There’s no such thing as a perpetual-motion machine. At some point, the concept or the idea that made you successful is going to run out of gas. So, you need new capability to go after new concepts. The only thing that’s going to enable you to keep building new capabilities and trying out new concepts long before they are conventional wisdom is culture.
Three success factors
Looking at the innovative strength of the above corporations, it’s possible to make out three success factors that promote an agile learning culture.
1. Learning must be seen as an active, social process that is linked to a specific need
What do learners, teams, the organization and external stakeholders need? What attitudes and misgivings do they have? And what does their specific work context look like? Only if these aspects come to the fore will learning processes take effect and create sustainable value.
2. Learning must lead to a sustainable change in behavior
As the saying goes – use it or lose it. That’s why there’s little sense in simply building up knowledge and doing nothing with it. It is only by getting to grips with what we have learned and putting it into practice that we can transfer this knowledge to our everyday activities and bring about a long-term change in our behavior.

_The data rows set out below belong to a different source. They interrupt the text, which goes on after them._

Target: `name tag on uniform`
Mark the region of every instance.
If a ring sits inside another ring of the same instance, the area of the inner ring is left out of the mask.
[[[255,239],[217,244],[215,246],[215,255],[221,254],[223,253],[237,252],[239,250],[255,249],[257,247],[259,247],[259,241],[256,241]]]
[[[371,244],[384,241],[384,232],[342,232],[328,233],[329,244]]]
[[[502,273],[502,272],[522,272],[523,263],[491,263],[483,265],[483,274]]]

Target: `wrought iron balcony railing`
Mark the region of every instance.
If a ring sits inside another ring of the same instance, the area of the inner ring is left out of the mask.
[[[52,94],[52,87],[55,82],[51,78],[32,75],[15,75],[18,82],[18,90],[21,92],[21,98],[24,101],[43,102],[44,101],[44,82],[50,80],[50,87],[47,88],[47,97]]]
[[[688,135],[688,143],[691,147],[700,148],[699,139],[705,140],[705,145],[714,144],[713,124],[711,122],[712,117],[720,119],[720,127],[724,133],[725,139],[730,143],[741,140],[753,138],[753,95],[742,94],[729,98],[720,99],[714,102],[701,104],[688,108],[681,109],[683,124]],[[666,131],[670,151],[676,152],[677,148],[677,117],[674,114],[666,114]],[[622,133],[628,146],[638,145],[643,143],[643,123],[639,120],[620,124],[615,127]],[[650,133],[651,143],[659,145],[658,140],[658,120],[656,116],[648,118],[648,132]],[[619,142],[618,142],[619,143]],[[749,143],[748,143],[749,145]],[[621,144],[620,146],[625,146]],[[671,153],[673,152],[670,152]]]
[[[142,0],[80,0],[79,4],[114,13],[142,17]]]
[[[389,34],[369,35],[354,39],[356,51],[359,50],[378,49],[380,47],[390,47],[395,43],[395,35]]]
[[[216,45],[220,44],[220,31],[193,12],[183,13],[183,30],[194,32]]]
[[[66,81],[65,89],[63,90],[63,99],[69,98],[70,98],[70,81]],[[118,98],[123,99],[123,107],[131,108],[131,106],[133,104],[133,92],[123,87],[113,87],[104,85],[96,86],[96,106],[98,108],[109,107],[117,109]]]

3. Learning shapes the learning culture, which in turn shapes the organizational culture
Learning and organizational cultures are like shadows. We can only influence them indirectly through our actions. To instill a positive learning culture, companies must therefore consciously and systematically support learning. If they do, there is a good chance an organizational culture of learning will also ultimately take shape.
It is clear that only companies with an agile learning culture will be equipped to tackle the challenges of the VUCA world. Yet those focused on meeting requirements, transferring knowledge and creating an organizational culture will be in a prime position to ensure their workforce will still be able to create added value in the future.